Russian Foreign Minister Sergei Lavrov has said no agreement has been reached with the US over its plan to base parts of a missile defence system in Europe.
Sergei Lavrov said the US had heeded Russia's concerns
He said Russia continued to oppose the use of facilities in Poland and the Czech Republic after talks in Moscow.
But his US counterpart, Condoleezza Rice, stressed the countries continued to work together on a range of issues.
On Monday, Russian President Vladimir Putin spoke of the prospect of better relations between the two nations.
Mr Putin said he had received a "serious document" from President George W Bush that might help resolve a number of problems, including missile defence.
After talks with Ms Rice and Defence Secretary Robert Gates in Moscow on Tuesday, Mr Lavrov said the US had reiterated its intention of deploying missile defence facilities in eastern Europe, and that his government still opposed those plans.
Washington wants the shield to destroy ballistic missiles potentially coming from "rogue" states such as North Korea and Iran.
Its current plans would see some interceptor missiles based in Poland and an associated radar built in the Czech Republic.

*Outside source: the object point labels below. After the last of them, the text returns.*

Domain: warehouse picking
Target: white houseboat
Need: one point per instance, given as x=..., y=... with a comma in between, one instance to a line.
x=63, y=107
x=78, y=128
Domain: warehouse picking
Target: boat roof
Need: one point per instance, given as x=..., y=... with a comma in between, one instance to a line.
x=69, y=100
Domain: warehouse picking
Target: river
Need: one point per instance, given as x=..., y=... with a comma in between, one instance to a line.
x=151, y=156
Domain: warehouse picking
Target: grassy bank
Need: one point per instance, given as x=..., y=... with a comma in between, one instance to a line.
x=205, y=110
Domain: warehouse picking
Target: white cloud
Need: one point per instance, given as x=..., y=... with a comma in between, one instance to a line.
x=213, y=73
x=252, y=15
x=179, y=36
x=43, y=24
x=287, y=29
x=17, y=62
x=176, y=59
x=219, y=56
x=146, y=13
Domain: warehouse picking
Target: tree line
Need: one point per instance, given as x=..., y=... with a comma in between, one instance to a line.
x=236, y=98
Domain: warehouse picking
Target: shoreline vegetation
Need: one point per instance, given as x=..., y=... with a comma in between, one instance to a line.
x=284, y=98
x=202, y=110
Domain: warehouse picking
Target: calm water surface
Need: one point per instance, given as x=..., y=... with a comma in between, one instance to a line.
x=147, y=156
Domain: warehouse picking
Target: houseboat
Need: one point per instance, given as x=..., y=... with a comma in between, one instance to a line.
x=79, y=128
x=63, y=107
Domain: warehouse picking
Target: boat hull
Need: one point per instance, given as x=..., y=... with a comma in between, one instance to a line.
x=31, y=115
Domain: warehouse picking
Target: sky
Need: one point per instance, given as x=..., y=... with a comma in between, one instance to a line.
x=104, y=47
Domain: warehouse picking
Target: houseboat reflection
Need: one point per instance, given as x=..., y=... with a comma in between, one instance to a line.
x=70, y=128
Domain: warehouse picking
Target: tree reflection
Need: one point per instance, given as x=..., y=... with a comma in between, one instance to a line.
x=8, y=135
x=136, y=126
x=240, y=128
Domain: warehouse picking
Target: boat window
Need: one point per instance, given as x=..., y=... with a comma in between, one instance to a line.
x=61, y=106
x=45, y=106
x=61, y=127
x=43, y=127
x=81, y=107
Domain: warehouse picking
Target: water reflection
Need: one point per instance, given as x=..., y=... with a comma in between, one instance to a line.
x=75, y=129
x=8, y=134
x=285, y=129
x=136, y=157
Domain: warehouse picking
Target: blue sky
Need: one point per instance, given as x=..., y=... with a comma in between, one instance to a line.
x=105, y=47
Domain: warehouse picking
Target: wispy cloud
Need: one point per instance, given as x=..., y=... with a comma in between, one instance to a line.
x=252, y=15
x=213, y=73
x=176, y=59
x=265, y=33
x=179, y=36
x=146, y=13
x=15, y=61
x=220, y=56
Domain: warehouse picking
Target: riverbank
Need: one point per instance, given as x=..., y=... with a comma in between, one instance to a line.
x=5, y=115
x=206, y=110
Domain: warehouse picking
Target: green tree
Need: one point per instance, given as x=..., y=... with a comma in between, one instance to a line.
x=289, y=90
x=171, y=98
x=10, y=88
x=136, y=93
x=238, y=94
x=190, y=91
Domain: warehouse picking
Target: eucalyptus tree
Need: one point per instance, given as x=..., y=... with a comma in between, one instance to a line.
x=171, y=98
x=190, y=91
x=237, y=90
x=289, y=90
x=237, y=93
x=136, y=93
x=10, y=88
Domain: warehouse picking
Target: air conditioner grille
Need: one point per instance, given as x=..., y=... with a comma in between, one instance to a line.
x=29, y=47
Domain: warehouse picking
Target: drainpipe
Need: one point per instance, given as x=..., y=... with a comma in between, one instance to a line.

Moscow has objected to the proposal, saying the missiles and radar could threaten its own defences and the facilities in eastern Europe expanded in the future.
Nevertheless, Mr Lavrov said the US had made "important, useful proposals" aimed at allaying some of Russia's concerns at their meeting.
"The American side, as far as we understand, has heeded our concerns," he added. "We agreed to continue consultations to study the proposals received today."
Ms Rice agreed both sides had held "useful" discussions on missile defence.
"When we have differences, we can talk about them in an atmosphere of mutual respect," she added.
Following Monday's discussions with Mr Putin and President-elect Dmitry Medvedev, Mr Gates suggested a deal could be struck on missile defence before Mr Bush left office in January 2009.
"The environment in our meetings was positive," Mr Gates said. "Whether that leads to a positive conclusion remains to be seen."
Mr Putin, who steps down next month, said there were "enough problems" to discuss but that some issues could be considered resolved. He did not elaborate.
Referring to the letter he had received from Mr Bush, the Russian president said: "If we manage to agree on its main provisions, we will be able to say that our dialogue is progressing successfully".
For his part, Mr Medvedev said that while differences remained between the two former Cold War foes, "there is a will to move forward".
The atmosphere ahead of this week's talks was soured by an ill-tempered verbal exchange.
A US state department document released last week highlighted reports of widespread human-rights abuses in Russia.
The Kremlin dismissed it as a "hackneyed collection of claims" and accused Washington of "double standards".